Jacobus Gallus, Regem natum

 

Was kann die Musica nicht alles: aufheitern, erlösen, beruhigen, beflügeln, aufhellen, ordnen, tanzen, schwingen, ermuntern, trösten, unterhalten, erziehen, öffnen. Kleinere Musikstücke in sehr subjektiver Auswahl sollen einmal pro Monat Appetit machen auf etwas Wunderbares aus der großen Welt der Töne. Vielleicht ebnet das Anhören sogar den Weg zum Komponisten und dessen Œuvre?

 

Es ist auch bei Jacobus Gallus – auf Deutsch Jakob Handl – so wie bei den meisten Renaissance-Komponisten: Wir wissen so gut wie nichts über sein Leben.

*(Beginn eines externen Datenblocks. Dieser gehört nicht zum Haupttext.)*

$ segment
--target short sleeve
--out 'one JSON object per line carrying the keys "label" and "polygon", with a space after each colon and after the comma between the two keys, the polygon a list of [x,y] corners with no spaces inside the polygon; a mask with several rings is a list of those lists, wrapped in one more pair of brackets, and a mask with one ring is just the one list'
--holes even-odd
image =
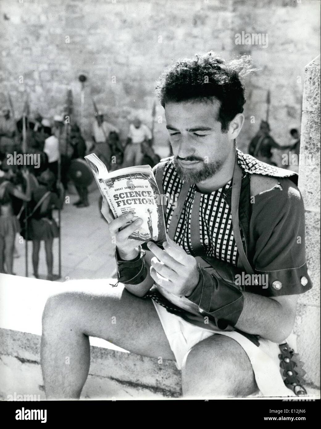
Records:
{"label": "short sleeve", "polygon": [[260,285],[249,287],[248,291],[277,296],[311,289],[306,262],[304,208],[297,187],[289,179],[280,179],[272,189],[255,196],[252,208],[251,259],[262,281]]}

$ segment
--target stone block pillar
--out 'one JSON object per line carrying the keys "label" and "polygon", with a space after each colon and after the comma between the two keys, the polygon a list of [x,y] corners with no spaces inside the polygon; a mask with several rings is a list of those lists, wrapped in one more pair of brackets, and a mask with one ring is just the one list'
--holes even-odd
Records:
{"label": "stone block pillar", "polygon": [[294,332],[306,381],[320,386],[320,57],[305,67],[299,187],[304,202],[306,251],[312,289],[300,295]]}

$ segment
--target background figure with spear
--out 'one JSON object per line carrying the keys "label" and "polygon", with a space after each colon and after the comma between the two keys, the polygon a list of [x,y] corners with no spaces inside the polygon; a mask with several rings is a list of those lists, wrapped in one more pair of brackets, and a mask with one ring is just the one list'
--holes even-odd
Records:
{"label": "background figure with spear", "polygon": [[270,107],[271,104],[270,91],[267,91],[266,96],[266,116],[265,121],[261,121],[260,129],[250,143],[248,153],[257,159],[271,165],[276,166],[273,160],[273,149],[282,149],[284,148],[280,146],[270,135],[271,131],[269,124]]}
{"label": "background figure with spear", "polygon": [[147,141],[146,140],[144,140],[141,145],[142,152],[144,154],[142,164],[143,165],[150,165],[152,167],[156,164],[158,164],[160,160],[160,157],[155,153],[153,148],[154,143],[154,129],[156,114],[156,104],[154,100],[151,109],[151,139]]}
{"label": "background figure with spear", "polygon": [[119,153],[122,153],[122,148],[119,142],[119,130],[112,124],[105,120],[104,115],[100,111],[94,100],[92,100],[95,111],[95,121],[93,124],[92,138],[94,147],[92,151],[100,158],[107,167],[109,171],[115,169],[116,163],[112,163],[112,156],[117,158]]}
{"label": "background figure with spear", "polygon": [[[152,110],[152,130],[156,112],[155,104]],[[124,153],[122,167],[147,164],[153,166],[159,161],[159,157],[152,148],[153,136],[152,131],[140,119],[136,116],[129,126],[127,144]]]}

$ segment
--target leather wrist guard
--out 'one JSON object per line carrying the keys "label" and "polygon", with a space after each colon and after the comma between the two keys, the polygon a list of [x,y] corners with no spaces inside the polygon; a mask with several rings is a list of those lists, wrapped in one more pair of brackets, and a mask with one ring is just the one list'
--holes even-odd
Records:
{"label": "leather wrist guard", "polygon": [[200,280],[191,295],[187,297],[198,306],[202,315],[214,319],[220,329],[234,326],[243,310],[244,297],[234,284],[213,273],[210,274],[199,264]]}
{"label": "leather wrist guard", "polygon": [[147,276],[147,269],[145,266],[145,251],[142,246],[139,247],[139,253],[134,259],[129,261],[121,260],[115,248],[115,259],[117,265],[118,281],[124,284],[139,284]]}

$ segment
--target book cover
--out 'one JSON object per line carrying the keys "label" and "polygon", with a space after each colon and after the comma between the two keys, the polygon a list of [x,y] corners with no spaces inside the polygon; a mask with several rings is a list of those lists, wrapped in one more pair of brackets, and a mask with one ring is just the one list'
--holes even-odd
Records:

Geboren wurde er wahrscheinlich am 3. Juli 1550 in Ribnica. Aufgehalten hat er sich in Böhmen, Mähren und Schlesien. Ab 1586 war er für fünf Jahre Kantor an der Kirche St. Johann am Ufer in Prag, wo er 1591 im Alter von vierzig Jahren starb.

 

Er hinterließ ein unglaublich umfangreiches Œuvre mit dem Schwerpunkt auf geistlicher Musik. Sein Hauptwerk ist das „Opus musicum“, eine Sammlung von Motetten für das gesamte Kirchenjahr, das 374 Kompositionen umfasst. Eine von ihnen möchte ich gerne vorstellen: Regem natum, eine Weihnachtsmotette, die vermutlich Ende der 1580er-Jahre in Prag entstand.

 

Diese vierstimmige Motette hat es in sich und ist nicht leicht zu singen. Alle Stimmen werden, von wenigen Ausnahmen abgesehen, einzeln geführt – und klingen doch himmlisch schön zur Geburt Jesu zusammen.

 

Das Klangbeispiel ist eine Aufnahme des Kirchenchores Chorus Salvatoris aus der Erlöserkirche in Bratislava. Die musikalische Tradition dieser Jesuitenkirche reicht bis ins 17. Jahrhundert zurück.